Development. 2023 Jun 1;150(11). doi: 10.1242/dev.201785. Epub 2023 Jun 8.
Active Notch signalling is elicited through receptor-ligand interactions that result in release of the Notch intracellular domain (NICD), which translocates into the nucleus. NICD activates transcription at target genes, forming a complex with the DNA-binding transcription factor CSL [CBF1/Su(H)/LAG-1] and co-activator Mastermind. However, CSL lacks its own nuclear localisation sequence, and it remains unclear where the tripartite complex is formed. To probe the mechanisms involved, we designed an optogenetic approach to control NICD release (OptIC-Notch) and monitored the subsequent complex formation and target gene activation. Strikingly, we observed that, when uncleaved, OptIC-Notch sequestered CSL in the cytoplasm. Hypothesising that exposure of a juxta membrane ΦWΦP motif is key to sequestration, we masked this motif with a second light-sensitive domain (OptIC-Notch{ω}), which was sufficient to prevent CSL sequestration. Furthermore, NICD produced by light-induced cleavage of OptIC-Notch or OptIC-Notch{ω} chaperoned CSL into the nucleus and induced target gene expression, showing efficient light-controlled activation. Our results demonstrate that exposure of the ΦWΦP motif leads to CSL recruitment and suggest this can occur in the cytoplasm prior to nuclear entry.

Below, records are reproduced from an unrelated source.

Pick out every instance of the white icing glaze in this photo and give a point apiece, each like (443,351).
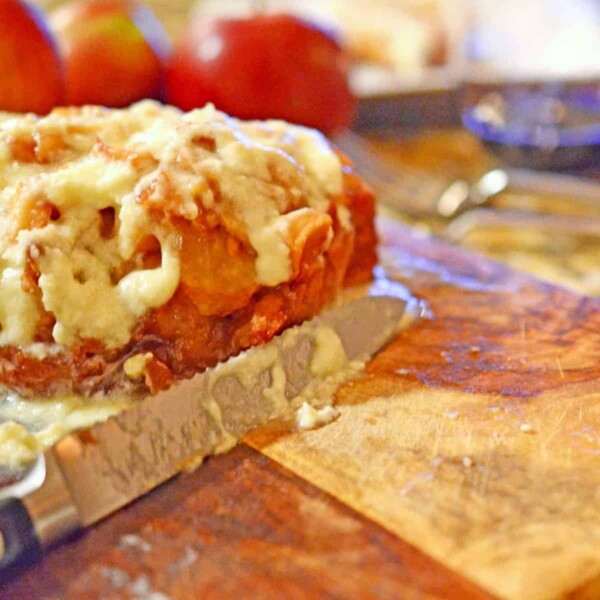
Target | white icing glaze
(77,265)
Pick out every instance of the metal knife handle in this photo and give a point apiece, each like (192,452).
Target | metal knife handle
(585,190)
(19,543)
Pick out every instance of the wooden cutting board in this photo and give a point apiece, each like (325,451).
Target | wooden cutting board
(465,464)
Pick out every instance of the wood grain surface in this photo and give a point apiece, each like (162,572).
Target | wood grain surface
(240,527)
(469,451)
(475,435)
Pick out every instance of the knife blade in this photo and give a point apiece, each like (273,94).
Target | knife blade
(91,473)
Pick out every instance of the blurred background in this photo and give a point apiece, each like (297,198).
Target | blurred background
(475,120)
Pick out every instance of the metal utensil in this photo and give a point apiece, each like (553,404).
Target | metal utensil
(484,218)
(423,195)
(90,474)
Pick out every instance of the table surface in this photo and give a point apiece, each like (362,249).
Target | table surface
(464,465)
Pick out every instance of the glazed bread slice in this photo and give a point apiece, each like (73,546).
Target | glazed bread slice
(143,245)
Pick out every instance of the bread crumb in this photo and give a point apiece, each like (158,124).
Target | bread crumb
(308,417)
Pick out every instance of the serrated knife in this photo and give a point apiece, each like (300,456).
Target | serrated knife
(91,473)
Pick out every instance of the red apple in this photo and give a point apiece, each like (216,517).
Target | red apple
(265,66)
(113,51)
(30,68)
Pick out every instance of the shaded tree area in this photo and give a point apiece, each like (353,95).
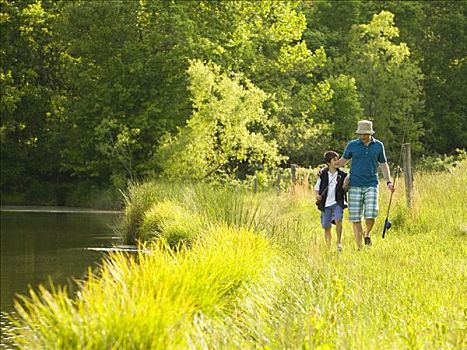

活性 Notch 信号通过受体-配体相互作用引发,导致 Notch 细胞内结构域(NICD)释放,NICD 易位到细胞核内。NICD 与 DNA 结合转录因子 CSL [CBF1/Su(H)/LAG-1]和共激活因子 Mastermind 形成复合物,在靶基因上激活转录。然而,CSL 缺乏自身的核定位序列,复合物形成的确切位置仍不清楚。为了探究涉及的机制,我们设计了一种光遗传学方法来控制 NICD 的释放(OptIC-Notch),并监测随后的复合物形成和靶基因激活。引人注目的是,我们观察到未切割的 OptIC-Notch 将 CSL 隔离在细胞质中。假设接近膜的 ΦWΦP 基序的暴露对于隔离至关重要,我们用第二个光敏感结构域(OptIC-Notch{ω})掩盖了这个基序,这足以防止 CSL 隔离。此外,由 OptIC-Notch 或 OptIC-Notch{ω}的光诱导切割产生的 NICD 引导 CSL 进入细胞核,并诱导靶基因表达,显示出高效的光控激活。我们的结果表明,ΦWΦP 基序的暴露导致 CSL 的招募,并表明这可以在核内进入之前在细胞质中发生。